Last year, Instagram launched parental monitoring tools to help families use the platform to find resources and guidance. The catch with this process is that children have to sign up if they want a parent to monitor their account. It’s unclear how many teens have opted in, and Meta declined to provide a figure.

Such monitoring allows parents to see how many friends their children have in common with accounts they follow or are being followed. So if a child is being followed by someone none of their friends are following, it could be a red flag that the teen doesn’t know that person in real life.

This “helps parents understand how much their teen knows about these accounts and helps encourage offline conversations about those connections,” Mehta said. increase.

Meta will also add parental monitoring tools already available on Instagram and virtual reality products to Messenger. Opt-in features allow parents to see how much time their child spends on messaging services and information such as contact lists and privacy settings, but not who they chat with, for example.

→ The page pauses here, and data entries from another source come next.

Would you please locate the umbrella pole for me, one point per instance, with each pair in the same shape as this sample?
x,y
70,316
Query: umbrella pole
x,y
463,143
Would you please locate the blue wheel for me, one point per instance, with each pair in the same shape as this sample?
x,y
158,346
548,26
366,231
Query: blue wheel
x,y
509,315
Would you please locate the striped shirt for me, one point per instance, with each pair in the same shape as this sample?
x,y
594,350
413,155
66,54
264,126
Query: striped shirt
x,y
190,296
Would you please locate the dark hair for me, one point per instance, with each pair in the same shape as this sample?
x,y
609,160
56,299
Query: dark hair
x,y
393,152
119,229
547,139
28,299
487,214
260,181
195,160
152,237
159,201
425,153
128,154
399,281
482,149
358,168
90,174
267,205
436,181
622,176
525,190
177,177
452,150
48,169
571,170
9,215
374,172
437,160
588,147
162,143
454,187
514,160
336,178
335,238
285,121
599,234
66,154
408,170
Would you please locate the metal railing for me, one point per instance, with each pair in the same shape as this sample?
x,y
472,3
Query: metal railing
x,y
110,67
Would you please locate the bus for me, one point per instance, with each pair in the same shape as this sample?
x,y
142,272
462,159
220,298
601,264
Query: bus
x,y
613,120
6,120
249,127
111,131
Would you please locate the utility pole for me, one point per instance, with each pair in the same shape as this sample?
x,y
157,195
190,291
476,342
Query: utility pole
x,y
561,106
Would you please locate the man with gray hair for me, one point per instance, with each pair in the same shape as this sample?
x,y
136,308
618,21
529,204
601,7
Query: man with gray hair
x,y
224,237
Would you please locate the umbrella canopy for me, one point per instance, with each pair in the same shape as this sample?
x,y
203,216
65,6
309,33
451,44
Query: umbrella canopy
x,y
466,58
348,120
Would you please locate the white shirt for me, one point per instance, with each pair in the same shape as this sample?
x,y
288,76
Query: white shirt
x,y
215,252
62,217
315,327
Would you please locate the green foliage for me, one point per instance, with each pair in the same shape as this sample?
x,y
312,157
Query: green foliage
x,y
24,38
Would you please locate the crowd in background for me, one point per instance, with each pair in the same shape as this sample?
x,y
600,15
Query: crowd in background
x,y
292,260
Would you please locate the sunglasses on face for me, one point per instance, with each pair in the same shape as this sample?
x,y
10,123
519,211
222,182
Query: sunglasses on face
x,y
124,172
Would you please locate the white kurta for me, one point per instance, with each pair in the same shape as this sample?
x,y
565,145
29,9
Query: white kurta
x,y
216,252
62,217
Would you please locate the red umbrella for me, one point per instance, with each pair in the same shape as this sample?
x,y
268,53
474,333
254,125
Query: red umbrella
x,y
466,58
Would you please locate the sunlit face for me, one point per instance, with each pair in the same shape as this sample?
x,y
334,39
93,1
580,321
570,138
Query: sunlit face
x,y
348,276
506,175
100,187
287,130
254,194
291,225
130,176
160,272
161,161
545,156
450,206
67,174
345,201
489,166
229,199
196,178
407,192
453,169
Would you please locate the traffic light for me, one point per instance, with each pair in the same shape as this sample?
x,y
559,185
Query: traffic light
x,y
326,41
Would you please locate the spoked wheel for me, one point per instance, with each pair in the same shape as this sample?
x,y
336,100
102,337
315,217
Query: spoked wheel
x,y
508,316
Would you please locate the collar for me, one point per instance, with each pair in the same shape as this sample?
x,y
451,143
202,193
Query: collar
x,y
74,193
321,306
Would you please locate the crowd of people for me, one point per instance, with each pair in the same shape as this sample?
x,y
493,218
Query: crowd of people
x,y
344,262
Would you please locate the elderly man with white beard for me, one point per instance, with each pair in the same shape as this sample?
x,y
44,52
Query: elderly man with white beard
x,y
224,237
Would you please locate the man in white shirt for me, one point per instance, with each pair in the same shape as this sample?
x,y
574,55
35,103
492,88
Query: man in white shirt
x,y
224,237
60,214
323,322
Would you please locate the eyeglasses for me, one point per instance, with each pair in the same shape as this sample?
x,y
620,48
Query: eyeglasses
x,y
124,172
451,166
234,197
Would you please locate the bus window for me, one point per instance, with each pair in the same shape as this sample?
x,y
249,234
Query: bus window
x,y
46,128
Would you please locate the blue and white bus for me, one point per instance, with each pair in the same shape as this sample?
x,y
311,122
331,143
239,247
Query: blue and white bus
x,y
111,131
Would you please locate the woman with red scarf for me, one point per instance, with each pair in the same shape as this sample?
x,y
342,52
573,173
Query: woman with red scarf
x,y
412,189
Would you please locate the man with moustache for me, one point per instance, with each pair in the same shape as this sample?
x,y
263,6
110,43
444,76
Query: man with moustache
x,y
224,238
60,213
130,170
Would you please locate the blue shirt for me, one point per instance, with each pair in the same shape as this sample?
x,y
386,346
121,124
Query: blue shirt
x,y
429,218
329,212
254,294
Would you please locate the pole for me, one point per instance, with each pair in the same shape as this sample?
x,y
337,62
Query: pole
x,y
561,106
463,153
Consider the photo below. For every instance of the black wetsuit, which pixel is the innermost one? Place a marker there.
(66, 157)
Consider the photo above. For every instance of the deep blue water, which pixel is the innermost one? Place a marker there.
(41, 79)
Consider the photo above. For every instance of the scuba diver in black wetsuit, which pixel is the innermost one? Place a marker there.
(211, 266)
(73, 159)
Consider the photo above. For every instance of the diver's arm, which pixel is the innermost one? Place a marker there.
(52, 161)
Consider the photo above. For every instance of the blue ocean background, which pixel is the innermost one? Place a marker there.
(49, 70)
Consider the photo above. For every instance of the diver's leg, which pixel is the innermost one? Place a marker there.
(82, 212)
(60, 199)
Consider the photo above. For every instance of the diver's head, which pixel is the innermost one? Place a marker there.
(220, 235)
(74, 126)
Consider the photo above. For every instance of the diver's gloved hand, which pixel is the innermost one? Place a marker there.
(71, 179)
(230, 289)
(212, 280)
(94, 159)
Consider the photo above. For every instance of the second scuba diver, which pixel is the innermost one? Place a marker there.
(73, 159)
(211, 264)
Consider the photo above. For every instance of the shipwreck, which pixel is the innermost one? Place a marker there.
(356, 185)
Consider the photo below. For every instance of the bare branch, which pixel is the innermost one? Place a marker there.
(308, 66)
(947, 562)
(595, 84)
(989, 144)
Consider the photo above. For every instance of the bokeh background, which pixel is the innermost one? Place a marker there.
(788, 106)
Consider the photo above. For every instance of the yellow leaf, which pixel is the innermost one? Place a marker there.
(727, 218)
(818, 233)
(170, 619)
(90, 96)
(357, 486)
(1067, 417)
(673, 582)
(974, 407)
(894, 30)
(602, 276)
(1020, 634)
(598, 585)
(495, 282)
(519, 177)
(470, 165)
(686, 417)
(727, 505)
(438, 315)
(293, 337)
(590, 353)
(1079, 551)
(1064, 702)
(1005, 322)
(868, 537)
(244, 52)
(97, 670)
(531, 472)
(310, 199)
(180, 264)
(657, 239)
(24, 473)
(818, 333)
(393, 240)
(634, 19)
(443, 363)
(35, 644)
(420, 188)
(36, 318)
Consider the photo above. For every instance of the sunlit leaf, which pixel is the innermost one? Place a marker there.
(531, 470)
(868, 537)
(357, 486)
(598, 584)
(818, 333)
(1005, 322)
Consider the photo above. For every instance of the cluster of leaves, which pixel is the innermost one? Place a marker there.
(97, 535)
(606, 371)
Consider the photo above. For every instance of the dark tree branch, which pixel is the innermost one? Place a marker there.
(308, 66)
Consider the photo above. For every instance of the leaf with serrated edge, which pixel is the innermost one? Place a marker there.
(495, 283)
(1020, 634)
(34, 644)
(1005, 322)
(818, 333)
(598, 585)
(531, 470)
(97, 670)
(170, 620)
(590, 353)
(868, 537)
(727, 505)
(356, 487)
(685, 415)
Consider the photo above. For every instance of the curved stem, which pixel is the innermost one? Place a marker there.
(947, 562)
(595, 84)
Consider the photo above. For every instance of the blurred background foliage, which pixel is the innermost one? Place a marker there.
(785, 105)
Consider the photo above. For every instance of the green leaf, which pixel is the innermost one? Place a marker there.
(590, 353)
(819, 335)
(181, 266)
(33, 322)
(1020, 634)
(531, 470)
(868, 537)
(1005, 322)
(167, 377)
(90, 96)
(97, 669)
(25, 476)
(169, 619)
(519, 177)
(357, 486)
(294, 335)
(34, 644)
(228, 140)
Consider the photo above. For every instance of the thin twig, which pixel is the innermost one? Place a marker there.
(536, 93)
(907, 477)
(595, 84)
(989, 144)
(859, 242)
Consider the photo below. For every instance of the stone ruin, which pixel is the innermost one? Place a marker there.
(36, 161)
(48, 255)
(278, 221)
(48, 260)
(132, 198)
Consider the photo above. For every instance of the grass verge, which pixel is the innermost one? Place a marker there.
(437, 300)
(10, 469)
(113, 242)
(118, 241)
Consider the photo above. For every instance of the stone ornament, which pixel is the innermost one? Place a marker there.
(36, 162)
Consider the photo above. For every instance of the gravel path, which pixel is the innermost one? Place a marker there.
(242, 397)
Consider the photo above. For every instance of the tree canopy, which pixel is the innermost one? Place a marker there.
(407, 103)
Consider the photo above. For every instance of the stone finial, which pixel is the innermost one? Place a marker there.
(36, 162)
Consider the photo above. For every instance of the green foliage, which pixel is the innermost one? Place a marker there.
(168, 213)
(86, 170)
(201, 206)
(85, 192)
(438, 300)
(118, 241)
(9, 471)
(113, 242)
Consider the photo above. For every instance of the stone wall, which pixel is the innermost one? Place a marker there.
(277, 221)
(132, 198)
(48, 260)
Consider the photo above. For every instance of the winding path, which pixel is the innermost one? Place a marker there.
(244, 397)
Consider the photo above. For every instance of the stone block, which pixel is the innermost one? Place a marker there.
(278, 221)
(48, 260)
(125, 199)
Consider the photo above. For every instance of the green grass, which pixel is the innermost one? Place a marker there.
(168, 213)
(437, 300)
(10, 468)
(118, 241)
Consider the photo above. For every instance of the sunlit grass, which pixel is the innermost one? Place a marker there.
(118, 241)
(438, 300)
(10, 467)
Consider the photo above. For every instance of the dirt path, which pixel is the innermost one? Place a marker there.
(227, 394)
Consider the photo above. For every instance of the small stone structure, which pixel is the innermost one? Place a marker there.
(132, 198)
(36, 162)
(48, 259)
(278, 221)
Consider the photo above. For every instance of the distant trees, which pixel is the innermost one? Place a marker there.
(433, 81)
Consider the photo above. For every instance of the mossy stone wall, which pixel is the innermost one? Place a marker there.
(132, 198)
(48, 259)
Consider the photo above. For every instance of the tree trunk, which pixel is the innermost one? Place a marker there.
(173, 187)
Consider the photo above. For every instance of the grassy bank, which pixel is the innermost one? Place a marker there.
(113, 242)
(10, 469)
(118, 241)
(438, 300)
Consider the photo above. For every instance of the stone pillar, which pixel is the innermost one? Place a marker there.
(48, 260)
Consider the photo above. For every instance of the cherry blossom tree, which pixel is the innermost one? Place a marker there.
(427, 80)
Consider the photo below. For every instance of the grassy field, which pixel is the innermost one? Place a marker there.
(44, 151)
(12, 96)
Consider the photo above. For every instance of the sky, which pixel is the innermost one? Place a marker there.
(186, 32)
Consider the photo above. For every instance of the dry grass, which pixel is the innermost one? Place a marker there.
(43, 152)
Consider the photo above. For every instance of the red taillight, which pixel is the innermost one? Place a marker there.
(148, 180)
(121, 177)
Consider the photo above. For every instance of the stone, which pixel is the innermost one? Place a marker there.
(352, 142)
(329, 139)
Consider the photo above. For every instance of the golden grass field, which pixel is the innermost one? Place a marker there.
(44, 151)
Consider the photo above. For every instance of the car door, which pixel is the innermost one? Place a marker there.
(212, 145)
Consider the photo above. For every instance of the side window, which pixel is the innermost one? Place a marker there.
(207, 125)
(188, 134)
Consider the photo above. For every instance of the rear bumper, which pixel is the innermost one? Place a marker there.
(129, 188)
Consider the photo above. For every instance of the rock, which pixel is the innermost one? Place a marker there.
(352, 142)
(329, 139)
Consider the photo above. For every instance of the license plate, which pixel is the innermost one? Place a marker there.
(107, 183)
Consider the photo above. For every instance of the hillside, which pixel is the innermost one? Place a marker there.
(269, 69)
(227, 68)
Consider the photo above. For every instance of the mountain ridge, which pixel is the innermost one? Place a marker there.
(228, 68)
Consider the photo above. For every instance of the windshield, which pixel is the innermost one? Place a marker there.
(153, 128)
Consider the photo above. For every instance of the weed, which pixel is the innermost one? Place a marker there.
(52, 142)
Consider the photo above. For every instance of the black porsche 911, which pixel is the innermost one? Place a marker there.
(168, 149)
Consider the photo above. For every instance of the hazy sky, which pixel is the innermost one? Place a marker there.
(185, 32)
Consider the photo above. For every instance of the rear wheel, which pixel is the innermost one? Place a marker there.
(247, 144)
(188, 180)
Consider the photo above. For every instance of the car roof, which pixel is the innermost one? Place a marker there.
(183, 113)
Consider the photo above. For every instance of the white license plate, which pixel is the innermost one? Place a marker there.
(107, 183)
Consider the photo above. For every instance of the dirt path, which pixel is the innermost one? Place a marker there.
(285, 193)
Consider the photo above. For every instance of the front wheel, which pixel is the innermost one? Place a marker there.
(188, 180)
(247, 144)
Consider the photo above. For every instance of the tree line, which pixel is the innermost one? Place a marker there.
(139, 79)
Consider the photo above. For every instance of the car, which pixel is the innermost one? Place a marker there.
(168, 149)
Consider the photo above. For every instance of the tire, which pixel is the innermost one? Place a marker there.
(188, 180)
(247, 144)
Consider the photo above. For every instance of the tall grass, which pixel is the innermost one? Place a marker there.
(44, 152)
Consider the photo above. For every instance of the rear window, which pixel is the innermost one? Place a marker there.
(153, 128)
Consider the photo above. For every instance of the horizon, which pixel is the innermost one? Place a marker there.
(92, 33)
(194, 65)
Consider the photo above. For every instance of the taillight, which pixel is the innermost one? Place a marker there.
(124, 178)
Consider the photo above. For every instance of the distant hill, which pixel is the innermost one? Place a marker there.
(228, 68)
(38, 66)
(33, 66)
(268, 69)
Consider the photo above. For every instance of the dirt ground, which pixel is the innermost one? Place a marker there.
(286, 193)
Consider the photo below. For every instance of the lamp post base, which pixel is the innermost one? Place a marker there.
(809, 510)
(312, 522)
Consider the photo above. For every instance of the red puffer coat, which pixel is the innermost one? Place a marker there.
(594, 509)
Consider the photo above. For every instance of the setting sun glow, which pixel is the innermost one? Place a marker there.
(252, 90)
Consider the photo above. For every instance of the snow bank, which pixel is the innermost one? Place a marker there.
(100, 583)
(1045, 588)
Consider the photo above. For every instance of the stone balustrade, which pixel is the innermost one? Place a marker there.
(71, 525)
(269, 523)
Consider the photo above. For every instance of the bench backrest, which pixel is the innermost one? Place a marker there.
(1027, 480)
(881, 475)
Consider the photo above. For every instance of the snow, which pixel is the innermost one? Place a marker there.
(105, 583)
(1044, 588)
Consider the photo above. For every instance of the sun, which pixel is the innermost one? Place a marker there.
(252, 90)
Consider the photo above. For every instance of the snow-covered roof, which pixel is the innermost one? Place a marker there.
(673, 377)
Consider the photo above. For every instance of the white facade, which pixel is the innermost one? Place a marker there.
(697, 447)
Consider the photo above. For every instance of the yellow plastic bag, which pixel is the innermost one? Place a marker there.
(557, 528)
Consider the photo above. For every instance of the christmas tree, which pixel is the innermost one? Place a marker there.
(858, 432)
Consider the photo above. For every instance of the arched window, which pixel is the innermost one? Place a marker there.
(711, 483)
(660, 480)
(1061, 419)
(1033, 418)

Such features are useful for families where parents are already involved in their children’s online lives and activities. Experts say that is not the reality for many.

Last month, U.S. Surgeon General Vivek Murthy warned there wasn’t enough evidence to show that social media was safe for children and teens, urging tech companies to “act now to protect our children. He called for immediate action.

Murthy told The Associated Press that while he is aware that social media companies are taking steps to make their platforms more secure, it is not enough. For example, although children under the age of 13 are technically prohibited from accessing social media, many young children misrepresent their age on her Instagram and her TikToks, with or without parental permission. Accessing apps such as

Murthy also said it was unfair to expect parents to control their children’s behavior with rapidly evolving technology, saying, “It’s about how children think about themselves, how they form friendships and It will fundamentally change how we experience the world, and by the way, technology is changing what it used to be.” It didn’t have to be managed for generations at all. “

“We put all of that on the shoulders of parents, and it’s totally unfair,” Murthy said.

Also, starting Tuesday, Meta will encourage, but not force, children to take a break from Facebook, much like it already does on Instagram. After 20 minutes, the teen is notified to leave the app for a while. If you want to keep scrolling, just close the notification. TikTok also recently introduced a 60-minute time limit for users under the age of 18, but teens must set it themselves or enter a passcode set by a parent if the child is under 13. can circumvent this limitation.

“Our focus is kind of a suite of tools to help parents and young people maximize their safe and relevant experiences online,” Meta said. said Diana Williams, who oversees product changes for youth and families. “We are also looking to build tools that teens can use on their own to learn how to manage and be aware of how they use their time. It’s like ‘Quiet Mode’.”